"Watch that nothing catches fire in the wagon, Hannah," shouted Joshua Peniman, bending forward and laying the whip across the backs of the petted team that had scarcely ever felt a blow in their lives before. "Watch the children's clothing. Have wet cloths handy!"

The wind, a gale before, now seemed to have increased in fury, and before it the fire leaped and roared like a furnace.

"Faster, Joe, faster!" yelled his father; "it's gaining on us, we've got to reach a stream or draw of some kind——"

Leaning far forward on his seat with the whip in his hand and the reins clutched hard, Joe did not wait for the finish of the sentence. With voice and whip and lines he urged the horses forward, shouting at them, shaking the lines over their straining backs, whirling the whip about their heads, as in a blinding reek of smoke and dust they thundered on, while closer and closer behind them came the roaring flames.

The horses were soon panting and lathered with sweat, staggering and stumbling under the strain of the heavy wagons, and poor Cherry, fastened on behind, was almost pulled off her feet, and slid and stumbled bawling wildly.

The whole sky was illuminated now, and the air so filled with smoke that they could hardly breathe. Behind them the ominous crackling and snapping of dry grass grew louder and louder, as the fire, fanned by the high wind, rushed through the tall, dry prairie grass with the velocity of a cyclone.

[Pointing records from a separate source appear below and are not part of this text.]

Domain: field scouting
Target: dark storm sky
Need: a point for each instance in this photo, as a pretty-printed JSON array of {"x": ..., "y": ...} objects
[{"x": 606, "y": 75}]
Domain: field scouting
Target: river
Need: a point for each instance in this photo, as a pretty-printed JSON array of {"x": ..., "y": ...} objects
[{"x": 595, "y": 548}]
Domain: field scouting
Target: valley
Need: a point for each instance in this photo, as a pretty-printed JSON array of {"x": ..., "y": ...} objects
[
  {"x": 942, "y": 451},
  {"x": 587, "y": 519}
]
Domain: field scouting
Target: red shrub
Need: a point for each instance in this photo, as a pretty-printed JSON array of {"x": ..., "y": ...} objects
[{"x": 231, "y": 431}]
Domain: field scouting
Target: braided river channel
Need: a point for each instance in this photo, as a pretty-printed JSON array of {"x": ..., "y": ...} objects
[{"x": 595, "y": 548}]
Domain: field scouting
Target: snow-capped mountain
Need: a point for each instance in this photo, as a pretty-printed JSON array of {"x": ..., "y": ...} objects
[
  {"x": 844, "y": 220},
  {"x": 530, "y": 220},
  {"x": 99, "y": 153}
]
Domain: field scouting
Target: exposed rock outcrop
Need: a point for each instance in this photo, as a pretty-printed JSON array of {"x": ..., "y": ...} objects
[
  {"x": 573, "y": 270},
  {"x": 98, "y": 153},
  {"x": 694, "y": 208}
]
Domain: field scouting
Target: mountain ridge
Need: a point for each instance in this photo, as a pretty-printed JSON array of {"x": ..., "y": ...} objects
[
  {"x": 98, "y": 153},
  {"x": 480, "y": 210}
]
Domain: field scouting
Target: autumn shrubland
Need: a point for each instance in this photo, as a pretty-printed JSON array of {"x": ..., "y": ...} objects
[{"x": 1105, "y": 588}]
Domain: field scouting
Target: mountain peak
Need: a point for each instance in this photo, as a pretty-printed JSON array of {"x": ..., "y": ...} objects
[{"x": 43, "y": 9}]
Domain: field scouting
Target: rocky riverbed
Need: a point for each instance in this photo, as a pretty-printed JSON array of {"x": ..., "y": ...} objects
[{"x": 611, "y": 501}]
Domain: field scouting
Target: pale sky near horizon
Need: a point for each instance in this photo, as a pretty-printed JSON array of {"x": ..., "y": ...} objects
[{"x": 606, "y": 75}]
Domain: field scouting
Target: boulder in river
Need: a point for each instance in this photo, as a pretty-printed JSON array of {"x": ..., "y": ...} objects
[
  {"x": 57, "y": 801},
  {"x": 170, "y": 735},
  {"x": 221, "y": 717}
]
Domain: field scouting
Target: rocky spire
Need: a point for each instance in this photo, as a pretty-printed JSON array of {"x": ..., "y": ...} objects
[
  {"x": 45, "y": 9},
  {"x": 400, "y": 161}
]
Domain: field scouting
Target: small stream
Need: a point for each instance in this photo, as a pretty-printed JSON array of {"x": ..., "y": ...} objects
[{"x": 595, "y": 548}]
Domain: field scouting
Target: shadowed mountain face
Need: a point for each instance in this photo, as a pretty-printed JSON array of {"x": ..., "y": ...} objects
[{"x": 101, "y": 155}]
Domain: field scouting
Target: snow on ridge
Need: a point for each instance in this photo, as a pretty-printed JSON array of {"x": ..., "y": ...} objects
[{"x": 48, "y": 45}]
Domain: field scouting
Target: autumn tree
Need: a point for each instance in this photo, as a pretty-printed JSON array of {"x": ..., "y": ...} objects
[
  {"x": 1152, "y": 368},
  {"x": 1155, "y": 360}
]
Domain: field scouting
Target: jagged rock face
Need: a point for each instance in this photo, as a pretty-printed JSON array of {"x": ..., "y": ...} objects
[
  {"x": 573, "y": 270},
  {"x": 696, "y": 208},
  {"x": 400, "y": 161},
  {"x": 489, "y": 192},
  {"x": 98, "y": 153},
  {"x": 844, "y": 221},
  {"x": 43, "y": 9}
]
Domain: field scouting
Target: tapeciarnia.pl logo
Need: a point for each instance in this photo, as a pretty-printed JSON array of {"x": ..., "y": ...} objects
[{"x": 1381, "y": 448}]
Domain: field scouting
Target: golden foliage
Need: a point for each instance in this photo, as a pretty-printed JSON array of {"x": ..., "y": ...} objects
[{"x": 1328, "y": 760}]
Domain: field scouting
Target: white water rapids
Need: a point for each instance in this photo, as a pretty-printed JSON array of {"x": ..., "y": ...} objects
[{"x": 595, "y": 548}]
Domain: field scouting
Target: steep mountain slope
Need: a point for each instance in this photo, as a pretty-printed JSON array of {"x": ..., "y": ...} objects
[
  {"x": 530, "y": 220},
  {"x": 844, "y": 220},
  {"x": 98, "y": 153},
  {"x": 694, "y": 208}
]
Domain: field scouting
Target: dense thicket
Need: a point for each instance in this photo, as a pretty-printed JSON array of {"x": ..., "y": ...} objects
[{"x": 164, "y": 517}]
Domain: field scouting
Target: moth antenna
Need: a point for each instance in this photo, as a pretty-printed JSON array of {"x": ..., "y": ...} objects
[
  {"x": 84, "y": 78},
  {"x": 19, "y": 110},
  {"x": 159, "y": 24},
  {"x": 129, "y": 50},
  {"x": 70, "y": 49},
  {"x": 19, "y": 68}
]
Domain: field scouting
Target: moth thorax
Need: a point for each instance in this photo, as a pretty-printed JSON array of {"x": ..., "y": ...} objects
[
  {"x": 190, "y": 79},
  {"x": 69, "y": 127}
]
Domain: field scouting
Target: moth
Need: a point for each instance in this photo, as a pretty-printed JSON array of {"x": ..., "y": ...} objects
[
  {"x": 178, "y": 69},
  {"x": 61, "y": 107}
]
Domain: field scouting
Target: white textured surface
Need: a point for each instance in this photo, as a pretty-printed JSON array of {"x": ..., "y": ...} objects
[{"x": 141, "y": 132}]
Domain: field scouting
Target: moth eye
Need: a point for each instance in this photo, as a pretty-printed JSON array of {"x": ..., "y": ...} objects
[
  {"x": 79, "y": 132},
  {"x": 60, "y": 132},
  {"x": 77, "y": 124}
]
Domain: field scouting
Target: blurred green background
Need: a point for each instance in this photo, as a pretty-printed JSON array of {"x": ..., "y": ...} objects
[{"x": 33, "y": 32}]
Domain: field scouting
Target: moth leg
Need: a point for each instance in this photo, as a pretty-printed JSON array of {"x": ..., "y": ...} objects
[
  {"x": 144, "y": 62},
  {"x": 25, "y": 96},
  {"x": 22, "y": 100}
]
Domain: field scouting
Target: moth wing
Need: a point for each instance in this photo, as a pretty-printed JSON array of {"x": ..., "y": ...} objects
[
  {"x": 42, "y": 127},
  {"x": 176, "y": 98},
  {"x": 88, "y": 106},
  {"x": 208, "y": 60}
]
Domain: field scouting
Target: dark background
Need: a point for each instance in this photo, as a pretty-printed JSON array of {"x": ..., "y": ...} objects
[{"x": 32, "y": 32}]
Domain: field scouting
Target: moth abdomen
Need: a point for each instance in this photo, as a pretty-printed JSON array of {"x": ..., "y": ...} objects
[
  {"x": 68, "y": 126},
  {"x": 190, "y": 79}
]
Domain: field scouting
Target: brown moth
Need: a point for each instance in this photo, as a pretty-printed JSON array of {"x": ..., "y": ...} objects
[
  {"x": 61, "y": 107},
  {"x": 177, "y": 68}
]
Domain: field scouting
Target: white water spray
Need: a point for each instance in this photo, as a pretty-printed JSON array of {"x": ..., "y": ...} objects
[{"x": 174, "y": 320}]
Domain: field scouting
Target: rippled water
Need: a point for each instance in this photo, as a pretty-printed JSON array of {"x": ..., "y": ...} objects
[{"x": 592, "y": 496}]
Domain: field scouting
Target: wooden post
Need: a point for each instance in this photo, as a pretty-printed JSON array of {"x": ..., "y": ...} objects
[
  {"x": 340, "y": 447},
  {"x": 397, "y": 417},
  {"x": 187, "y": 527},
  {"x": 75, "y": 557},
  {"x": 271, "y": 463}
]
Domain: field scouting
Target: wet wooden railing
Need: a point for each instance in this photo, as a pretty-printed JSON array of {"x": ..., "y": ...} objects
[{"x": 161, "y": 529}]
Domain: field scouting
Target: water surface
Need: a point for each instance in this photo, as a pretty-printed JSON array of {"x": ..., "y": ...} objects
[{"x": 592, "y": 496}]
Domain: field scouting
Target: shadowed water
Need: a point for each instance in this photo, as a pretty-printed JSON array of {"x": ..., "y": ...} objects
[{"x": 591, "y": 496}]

All at once without decreasing the pace of his horses, Mr. Peniman stood up in the wagon and looked back.

They heard him utter a sharp, inarticulate sound, and the horses were stopped with a jerk that almost threw them upon their haunches.

"No use," he shouted, leaping out, "we can never make it! Got to fight it out here! Out everybody, and fight for your lives!"

Joe and Lige stopped their teams, and drawing the wagons up together they leaped out and tied their teams to the rings in the side of the other wagon.